La théorie de la certitude est étroitement unie à la précédente, et elle est, suivant l’expression de M. Liard, le point culminant de la métaphysique cartésienne. La science, on vient de le voir, est faite : de déduction en déduction le philosophe s’est rendu compte de tous les phénomènes de l’univers, Mais, précisément parce que cette science est déductive, il reste à se demander si elle correspond exactement à une réalité extérieure, si « l’ordre de nos pensées reproduit celui des choses ». Le monde ainsi conçu pourrait n’être qu’un monde possible, il faut s’assurer qu’il est le monde réel.

On sait comment Descartes résout la difficulté. Le doute méthodique met en suspicion toutes les vérités connues jusqu’ici, y compris cette science qui vient d’être achevée ; jamais philosophe dogmatique n’a fait plus largement au scepticisme sa part. Mais le Cogito ergo sum est une première vérité indéniable. Le Cogito, dit M. Liard, n’est pas obtenu par syllogisme ; on aurait voulu le voir insister d’avantage sur ce point, et discuter les textes où Descartes semble dire le contraire, d’autant plus que le philosophe a été souvent accusé de contradiction, et tout récemment encore dans une intéressante étude de M. Pillon[1], où sont invoquées des raisons qui ne sont pas sans valeur. Ce n’est pas non plus par une analyse de la pensée que cette première vérité est connue, mais par une simple inspection de l’esprit ; elle est fondée sur un fait de conscience ; l’existence est donnée ici en même temp que l’essence. L’idée de Dieu ou de l’être parfait apparaît ensuite ; en elle l’existence est contenue nécessairement dans l’essence ; voilà une seconde vérité fondée sur une nécessité logique. Dès lors, la garantie, la caution qui est réclamée pour la science est trouvée. Si l’on peut concevoir à la rigueur que nos idées claires et distinctes ne correspondent à rien de réel, une telle supposition devient inadmissible quand on tient compte de la grande disposition naturelle que nous avons à les croire vraies et quand on sait que l’Etre parfait n’a pu vouloir nous tromper. L’interdit dans lequel Descartes avait un moment laissé la science est levé ; le philosophe a exorcisé le fantôme du scepticisme. Désormais, sûr de lui-même, il peut poursuivre le cours de ses recherches et laisser de côté la métaphysique elle-même ; il n’a eu recours à elle que pour se donner cette sûreté et s’assurer cette caution.

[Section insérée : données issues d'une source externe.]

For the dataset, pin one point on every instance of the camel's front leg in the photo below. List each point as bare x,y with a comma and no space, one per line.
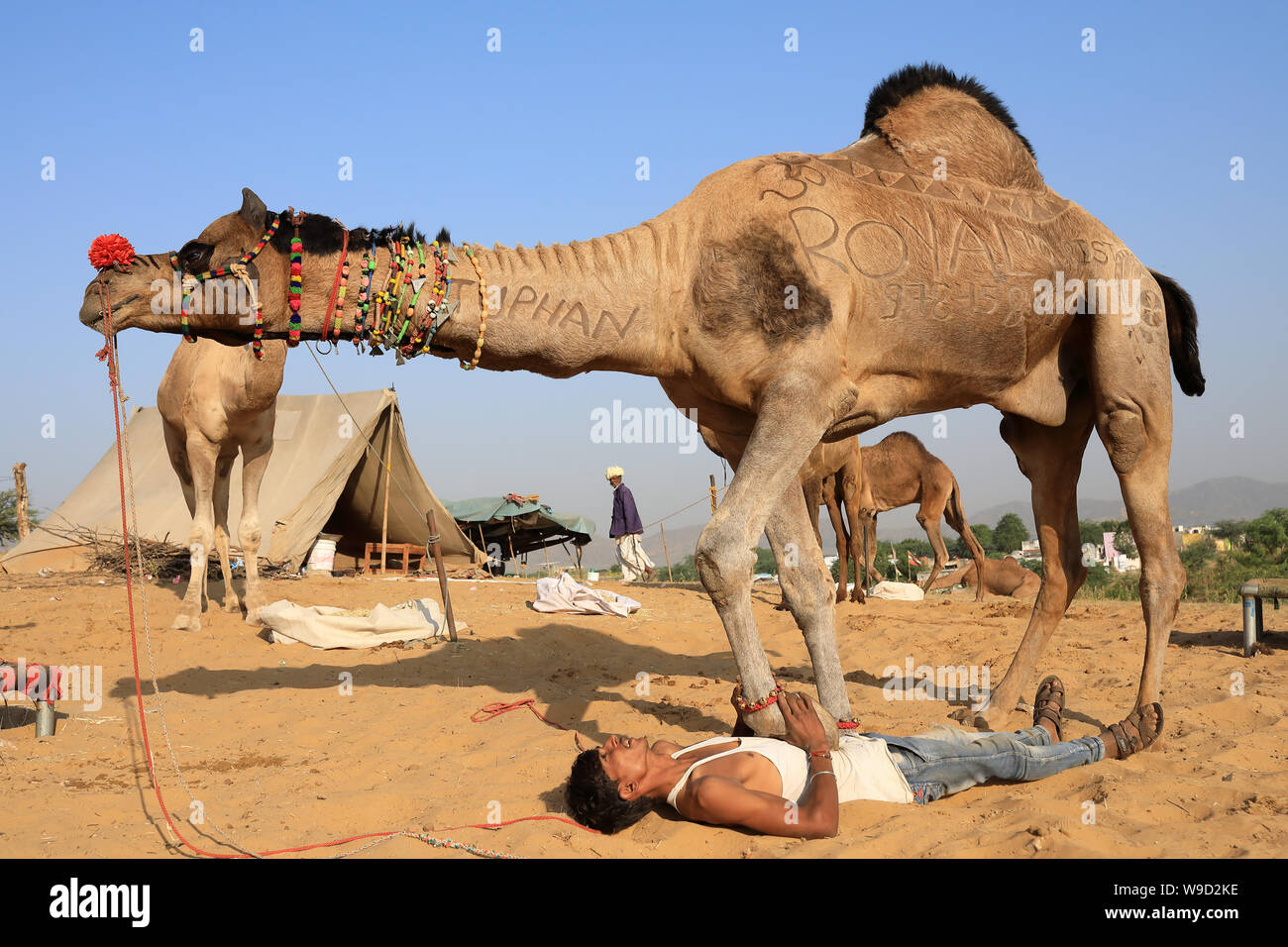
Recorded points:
831,488
201,463
1051,458
791,420
249,532
223,474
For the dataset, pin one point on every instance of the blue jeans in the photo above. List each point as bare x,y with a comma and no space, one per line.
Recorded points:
947,761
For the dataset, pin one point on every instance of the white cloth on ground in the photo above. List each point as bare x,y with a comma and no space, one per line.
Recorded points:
897,591
632,558
329,626
566,594
862,766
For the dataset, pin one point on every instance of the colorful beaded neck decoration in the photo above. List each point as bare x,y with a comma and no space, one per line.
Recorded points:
478,348
258,344
438,309
369,266
292,335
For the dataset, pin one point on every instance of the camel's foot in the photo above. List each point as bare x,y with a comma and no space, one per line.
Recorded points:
188,618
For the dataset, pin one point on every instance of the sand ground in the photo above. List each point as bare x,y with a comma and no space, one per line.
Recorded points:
277,757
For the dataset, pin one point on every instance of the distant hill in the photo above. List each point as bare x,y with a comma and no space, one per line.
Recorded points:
1203,502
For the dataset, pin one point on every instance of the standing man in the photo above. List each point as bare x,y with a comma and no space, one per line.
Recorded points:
626,530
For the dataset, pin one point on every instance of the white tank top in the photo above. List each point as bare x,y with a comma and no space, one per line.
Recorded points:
862,764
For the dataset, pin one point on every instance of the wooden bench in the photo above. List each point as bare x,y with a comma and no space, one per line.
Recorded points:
406,551
40,684
1253,594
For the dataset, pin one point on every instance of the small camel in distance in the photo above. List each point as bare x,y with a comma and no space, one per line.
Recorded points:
898,472
1001,578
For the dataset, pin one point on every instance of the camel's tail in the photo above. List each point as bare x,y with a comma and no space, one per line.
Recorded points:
1183,325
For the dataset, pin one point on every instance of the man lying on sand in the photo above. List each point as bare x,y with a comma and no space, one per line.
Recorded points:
752,781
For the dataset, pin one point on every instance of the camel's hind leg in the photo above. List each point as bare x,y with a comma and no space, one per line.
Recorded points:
846,492
842,539
928,517
806,587
814,492
254,466
1051,458
223,475
1138,440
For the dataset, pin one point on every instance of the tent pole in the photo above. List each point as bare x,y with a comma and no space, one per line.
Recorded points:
384,522
669,577
442,577
20,487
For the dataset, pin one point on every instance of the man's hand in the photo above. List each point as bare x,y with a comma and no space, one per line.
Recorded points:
804,728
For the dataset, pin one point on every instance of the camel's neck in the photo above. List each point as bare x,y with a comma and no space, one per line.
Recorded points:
558,311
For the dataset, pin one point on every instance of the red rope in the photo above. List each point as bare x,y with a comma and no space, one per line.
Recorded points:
114,380
490,710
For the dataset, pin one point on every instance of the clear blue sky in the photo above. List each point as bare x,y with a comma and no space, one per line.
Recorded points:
154,141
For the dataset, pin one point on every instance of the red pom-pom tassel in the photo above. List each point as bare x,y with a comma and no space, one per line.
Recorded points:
108,250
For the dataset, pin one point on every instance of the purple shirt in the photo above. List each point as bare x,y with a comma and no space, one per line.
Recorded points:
626,518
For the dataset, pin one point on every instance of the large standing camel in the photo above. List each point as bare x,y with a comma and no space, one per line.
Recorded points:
1001,577
898,472
218,399
802,298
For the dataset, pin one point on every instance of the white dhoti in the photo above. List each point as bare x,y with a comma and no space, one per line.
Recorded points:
632,558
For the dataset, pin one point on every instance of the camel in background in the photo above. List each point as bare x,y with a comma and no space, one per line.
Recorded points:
800,298
217,401
831,476
898,472
1001,578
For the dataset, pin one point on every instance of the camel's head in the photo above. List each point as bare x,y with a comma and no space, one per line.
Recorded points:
149,292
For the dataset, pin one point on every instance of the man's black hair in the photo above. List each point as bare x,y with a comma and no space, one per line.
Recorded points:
593,799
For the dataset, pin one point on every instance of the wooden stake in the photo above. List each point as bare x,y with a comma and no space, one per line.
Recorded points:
442,575
20,484
668,552
384,522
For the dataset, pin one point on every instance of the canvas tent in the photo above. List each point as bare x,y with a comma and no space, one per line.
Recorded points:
321,478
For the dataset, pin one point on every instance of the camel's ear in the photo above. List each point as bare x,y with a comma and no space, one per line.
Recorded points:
253,209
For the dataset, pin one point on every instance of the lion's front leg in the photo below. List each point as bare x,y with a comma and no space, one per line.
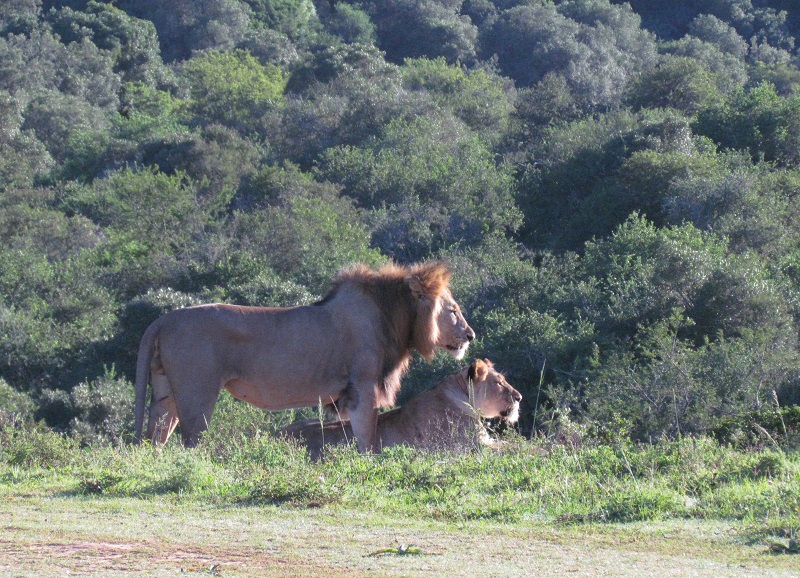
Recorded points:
363,411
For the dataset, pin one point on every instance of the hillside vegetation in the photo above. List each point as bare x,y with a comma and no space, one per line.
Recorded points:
616,186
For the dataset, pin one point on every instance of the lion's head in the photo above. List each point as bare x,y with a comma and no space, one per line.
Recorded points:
440,323
493,395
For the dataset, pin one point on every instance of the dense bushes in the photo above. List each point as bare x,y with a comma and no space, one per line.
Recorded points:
615,186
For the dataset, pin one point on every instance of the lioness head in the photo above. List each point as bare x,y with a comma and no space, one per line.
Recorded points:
494,397
440,323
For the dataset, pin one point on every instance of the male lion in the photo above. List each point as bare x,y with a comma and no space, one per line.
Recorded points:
446,416
349,349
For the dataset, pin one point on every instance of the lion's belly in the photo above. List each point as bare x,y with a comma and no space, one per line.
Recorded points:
277,396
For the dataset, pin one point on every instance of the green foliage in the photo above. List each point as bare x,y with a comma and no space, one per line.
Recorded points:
103,412
308,233
414,29
150,220
351,24
132,42
758,121
294,18
232,87
15,406
678,82
615,186
433,178
477,97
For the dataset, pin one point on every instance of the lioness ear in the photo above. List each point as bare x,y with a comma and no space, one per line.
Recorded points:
478,371
415,285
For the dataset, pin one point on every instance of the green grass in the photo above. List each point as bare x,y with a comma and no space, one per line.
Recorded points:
691,478
693,501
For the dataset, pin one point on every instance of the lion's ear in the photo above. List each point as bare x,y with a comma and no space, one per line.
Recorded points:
415,284
478,371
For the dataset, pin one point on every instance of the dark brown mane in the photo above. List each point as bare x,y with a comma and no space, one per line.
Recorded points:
407,322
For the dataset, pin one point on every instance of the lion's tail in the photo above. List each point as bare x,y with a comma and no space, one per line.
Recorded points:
146,348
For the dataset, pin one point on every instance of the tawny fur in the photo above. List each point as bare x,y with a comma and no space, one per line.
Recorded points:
350,349
444,417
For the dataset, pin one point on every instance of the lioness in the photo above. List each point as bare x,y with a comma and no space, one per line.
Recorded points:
445,416
351,348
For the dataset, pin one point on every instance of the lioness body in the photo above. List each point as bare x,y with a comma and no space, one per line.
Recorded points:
350,349
445,416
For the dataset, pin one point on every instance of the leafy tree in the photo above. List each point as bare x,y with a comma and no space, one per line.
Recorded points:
477,97
294,18
577,176
351,24
23,158
188,26
78,69
232,87
307,232
711,29
677,82
574,40
758,121
422,28
150,220
132,42
343,95
429,178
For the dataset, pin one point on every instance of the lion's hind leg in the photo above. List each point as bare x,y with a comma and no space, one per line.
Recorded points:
163,411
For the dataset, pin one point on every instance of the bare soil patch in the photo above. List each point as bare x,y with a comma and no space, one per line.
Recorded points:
85,537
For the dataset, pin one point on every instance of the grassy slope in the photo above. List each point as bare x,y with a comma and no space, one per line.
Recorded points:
255,506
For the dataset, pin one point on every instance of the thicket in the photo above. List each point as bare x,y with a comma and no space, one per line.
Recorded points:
617,187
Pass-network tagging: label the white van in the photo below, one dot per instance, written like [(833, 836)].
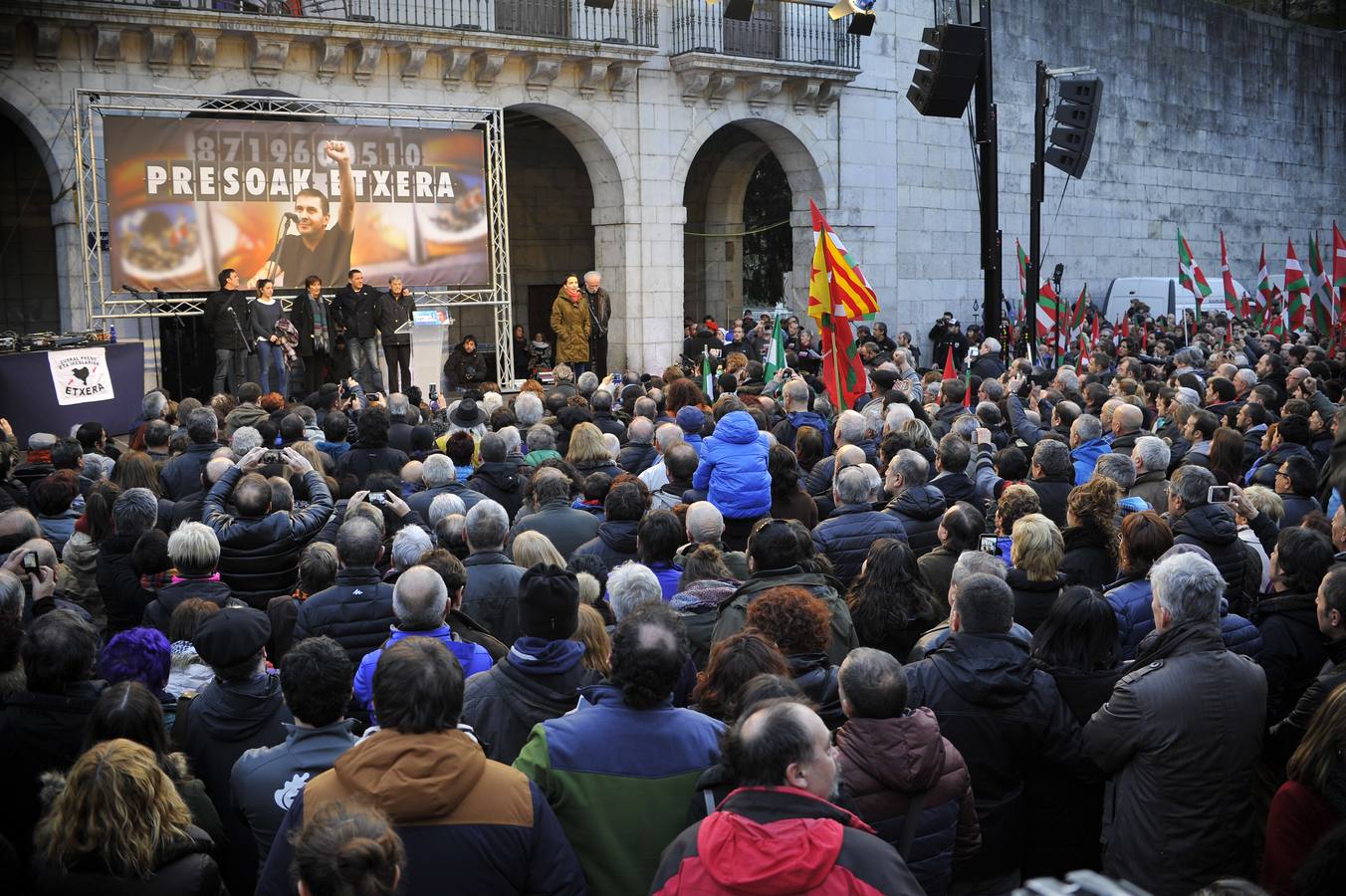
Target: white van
[(1166, 296)]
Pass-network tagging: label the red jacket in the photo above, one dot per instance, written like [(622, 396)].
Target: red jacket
[(781, 839), (1298, 819)]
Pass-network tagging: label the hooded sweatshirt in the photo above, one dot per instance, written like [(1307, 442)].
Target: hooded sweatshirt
[(886, 763)]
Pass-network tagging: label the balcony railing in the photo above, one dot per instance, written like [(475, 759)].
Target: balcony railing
[(781, 30), (629, 22)]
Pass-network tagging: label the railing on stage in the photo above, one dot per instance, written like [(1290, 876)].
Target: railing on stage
[(786, 31), (629, 22)]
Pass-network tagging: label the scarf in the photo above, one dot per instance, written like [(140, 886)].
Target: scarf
[(1166, 644), (542, 657)]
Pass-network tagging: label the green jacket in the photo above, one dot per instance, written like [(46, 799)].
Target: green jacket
[(619, 800)]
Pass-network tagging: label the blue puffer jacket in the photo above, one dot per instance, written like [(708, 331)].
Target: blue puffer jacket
[(1131, 600), (920, 509), (848, 533), (1085, 456), (733, 468)]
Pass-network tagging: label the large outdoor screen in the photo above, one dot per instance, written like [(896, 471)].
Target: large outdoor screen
[(188, 198)]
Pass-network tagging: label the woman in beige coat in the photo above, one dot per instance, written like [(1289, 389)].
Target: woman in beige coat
[(570, 324)]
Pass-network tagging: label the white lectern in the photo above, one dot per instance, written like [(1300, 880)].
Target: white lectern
[(428, 329)]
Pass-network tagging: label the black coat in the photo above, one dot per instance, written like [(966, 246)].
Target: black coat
[(1293, 650), (505, 703), (356, 612), (180, 477), (502, 483), (118, 582), (38, 734), (225, 329), (1009, 722), (1066, 816), (1032, 599), (183, 868), (259, 556), (392, 313), (1088, 560), (355, 311), (847, 536), (920, 509)]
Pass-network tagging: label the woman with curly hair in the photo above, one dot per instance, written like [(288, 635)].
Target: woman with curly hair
[(787, 500), (115, 819), (799, 624), (734, 662), (891, 603), (1090, 535)]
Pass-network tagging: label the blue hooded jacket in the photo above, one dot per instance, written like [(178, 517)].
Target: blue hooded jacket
[(1086, 456), (733, 468)]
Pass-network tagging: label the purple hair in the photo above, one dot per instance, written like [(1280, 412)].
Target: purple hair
[(137, 654)]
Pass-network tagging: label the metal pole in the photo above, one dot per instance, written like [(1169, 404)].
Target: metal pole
[(987, 140), (1036, 184)]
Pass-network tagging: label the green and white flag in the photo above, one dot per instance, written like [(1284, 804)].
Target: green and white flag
[(776, 351)]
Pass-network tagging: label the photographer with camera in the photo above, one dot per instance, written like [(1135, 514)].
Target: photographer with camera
[(947, 336), (465, 367), (259, 550)]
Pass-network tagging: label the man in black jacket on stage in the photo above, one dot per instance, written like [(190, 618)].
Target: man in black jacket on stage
[(226, 313)]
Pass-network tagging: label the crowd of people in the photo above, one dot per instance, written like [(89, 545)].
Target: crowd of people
[(618, 635)]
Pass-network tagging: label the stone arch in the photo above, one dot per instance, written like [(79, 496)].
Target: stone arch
[(714, 171)]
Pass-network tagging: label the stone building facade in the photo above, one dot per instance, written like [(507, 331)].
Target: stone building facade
[(630, 128)]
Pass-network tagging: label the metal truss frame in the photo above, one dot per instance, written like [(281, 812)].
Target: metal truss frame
[(103, 303)]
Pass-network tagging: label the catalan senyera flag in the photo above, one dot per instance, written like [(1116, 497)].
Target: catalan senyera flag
[(837, 294), (1189, 274), (1231, 296), (1296, 284)]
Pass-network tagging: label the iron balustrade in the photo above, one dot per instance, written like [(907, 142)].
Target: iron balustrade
[(781, 30)]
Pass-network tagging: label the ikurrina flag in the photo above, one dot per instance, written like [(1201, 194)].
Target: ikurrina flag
[(1319, 288), (1189, 274), (1296, 284), (837, 295)]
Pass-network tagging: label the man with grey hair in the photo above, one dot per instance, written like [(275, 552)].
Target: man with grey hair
[(440, 478), (1127, 420), (1086, 444), (706, 527), (420, 601), (194, 551), (443, 506), (409, 545), (1181, 736), (492, 576), (630, 585), (1007, 726), (528, 410), (1150, 458), (657, 475), (917, 505), (244, 440), (848, 533), (180, 477), (638, 452), (1213, 528), (124, 600), (551, 514), (852, 428)]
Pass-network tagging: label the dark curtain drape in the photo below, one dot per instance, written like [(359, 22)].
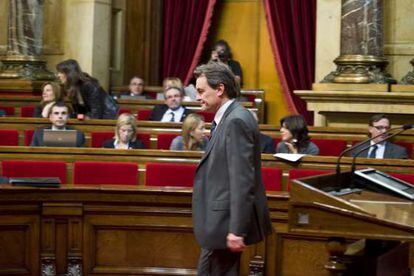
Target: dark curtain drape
[(292, 29), (186, 24)]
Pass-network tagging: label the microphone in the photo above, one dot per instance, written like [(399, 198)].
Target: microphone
[(402, 128)]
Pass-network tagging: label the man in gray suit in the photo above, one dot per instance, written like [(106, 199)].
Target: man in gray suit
[(379, 124), (229, 200)]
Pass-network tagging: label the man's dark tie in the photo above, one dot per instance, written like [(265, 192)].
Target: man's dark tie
[(373, 152), (212, 128)]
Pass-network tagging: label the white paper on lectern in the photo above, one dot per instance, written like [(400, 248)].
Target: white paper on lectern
[(292, 157)]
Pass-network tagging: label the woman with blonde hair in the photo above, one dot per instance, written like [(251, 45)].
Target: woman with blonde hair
[(125, 134), (193, 136), (51, 93)]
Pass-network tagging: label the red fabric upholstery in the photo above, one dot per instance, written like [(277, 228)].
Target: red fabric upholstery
[(208, 116), (9, 137), (143, 114), (20, 168), (124, 110), (407, 177), (299, 173), (100, 173), (408, 146), (167, 174), (330, 147), (164, 140), (28, 134), (27, 111), (272, 178), (98, 138), (8, 109)]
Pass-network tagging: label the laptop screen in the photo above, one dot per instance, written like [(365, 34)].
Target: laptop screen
[(59, 138)]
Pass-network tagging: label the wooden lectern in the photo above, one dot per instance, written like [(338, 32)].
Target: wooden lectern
[(368, 231)]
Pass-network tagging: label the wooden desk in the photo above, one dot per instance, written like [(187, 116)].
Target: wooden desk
[(111, 230)]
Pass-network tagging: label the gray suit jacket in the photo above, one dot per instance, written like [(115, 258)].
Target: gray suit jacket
[(228, 194), (392, 151)]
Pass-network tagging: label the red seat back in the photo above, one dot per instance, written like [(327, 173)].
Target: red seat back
[(124, 110), (330, 147), (143, 114), (164, 140), (300, 173), (272, 178), (9, 137), (208, 116), (8, 109), (100, 173), (27, 111), (168, 174), (98, 138), (28, 135), (24, 168)]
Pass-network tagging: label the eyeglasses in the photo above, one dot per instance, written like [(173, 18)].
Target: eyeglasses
[(382, 127)]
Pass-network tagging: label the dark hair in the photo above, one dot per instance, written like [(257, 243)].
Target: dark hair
[(296, 124), (378, 117), (219, 73), (227, 51), (59, 104), (75, 76)]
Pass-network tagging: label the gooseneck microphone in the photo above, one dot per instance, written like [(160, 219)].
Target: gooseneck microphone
[(401, 128)]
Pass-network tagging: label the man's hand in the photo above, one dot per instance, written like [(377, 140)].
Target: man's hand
[(235, 243)]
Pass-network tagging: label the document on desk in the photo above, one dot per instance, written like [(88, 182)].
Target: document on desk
[(292, 157)]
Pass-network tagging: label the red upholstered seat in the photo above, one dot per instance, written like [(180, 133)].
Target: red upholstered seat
[(408, 146), (100, 173), (300, 173), (8, 109), (24, 168), (407, 177), (164, 140), (124, 110), (330, 147), (27, 111), (98, 138), (9, 137), (272, 178), (143, 114), (28, 134), (208, 116), (168, 174)]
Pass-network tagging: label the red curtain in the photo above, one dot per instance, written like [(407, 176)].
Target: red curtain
[(292, 29), (186, 24)]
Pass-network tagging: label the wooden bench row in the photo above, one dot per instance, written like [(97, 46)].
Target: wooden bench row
[(153, 129), (17, 105), (142, 157)]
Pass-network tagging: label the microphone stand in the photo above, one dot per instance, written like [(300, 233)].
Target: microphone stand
[(338, 167)]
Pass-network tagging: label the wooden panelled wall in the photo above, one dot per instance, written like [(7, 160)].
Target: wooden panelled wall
[(143, 40)]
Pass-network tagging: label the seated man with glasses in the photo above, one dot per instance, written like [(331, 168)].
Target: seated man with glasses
[(378, 125), (172, 110)]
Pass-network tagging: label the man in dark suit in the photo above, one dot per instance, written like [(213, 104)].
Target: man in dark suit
[(172, 110), (379, 124), (58, 116), (229, 200)]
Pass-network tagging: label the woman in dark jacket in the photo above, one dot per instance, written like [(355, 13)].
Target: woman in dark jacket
[(125, 134), (85, 93)]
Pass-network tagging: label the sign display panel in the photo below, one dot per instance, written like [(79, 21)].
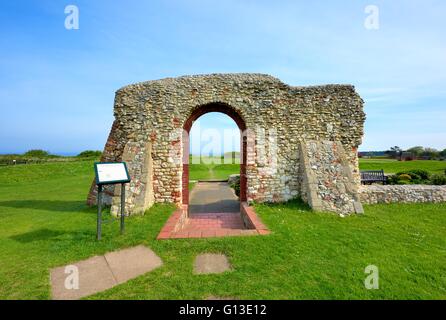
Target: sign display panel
[(111, 172)]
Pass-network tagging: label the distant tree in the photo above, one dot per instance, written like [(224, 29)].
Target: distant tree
[(416, 151), (37, 153), (431, 153), (394, 152), (90, 154)]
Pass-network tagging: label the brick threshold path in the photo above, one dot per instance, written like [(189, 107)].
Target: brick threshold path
[(212, 213), (208, 225)]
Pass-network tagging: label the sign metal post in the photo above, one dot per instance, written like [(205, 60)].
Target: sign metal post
[(110, 173)]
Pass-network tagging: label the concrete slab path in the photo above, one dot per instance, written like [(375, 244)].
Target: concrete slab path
[(211, 263), (100, 273)]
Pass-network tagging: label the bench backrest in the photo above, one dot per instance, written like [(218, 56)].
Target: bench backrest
[(377, 175)]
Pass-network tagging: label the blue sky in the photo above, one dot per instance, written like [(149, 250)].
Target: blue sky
[(57, 86)]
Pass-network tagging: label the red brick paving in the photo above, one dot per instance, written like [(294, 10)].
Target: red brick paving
[(209, 225)]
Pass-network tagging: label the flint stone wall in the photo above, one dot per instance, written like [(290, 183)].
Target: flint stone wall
[(277, 116), (402, 193)]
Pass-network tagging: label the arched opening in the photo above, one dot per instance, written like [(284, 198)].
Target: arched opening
[(187, 156)]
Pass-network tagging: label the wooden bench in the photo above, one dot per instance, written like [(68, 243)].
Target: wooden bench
[(371, 176)]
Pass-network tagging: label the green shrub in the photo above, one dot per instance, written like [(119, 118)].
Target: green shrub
[(36, 153), (423, 174), (438, 179), (90, 154), (236, 186), (404, 177)]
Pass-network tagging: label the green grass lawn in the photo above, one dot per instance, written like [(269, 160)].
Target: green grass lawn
[(394, 166), (44, 223), (211, 168)]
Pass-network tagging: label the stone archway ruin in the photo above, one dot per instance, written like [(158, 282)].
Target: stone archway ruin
[(299, 141), (234, 115)]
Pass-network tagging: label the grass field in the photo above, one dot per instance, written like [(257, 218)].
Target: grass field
[(45, 223), (394, 166), (222, 171), (211, 168)]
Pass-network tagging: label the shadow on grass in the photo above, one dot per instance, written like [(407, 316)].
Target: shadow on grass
[(296, 204), (49, 205), (47, 234)]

La véracité divine est ainsi en dernière analyse la garantie de l’existence réelle du monde des corps. Descartes n’a pas commis la pétition de principe qu’on lui a tant de fois reprochée en invoquant la véracité divine comme garantie de l’évidence après avoir fondé sur l’évidence sa démonstration de l’existence de Dieu. En effet, la caution divine porte uniquement sur l’existence et non sur l’essence des choses. L’évi-

  1. Voy. Critique philosophique, n° du 16 juillet 1881, Xe année, t. I.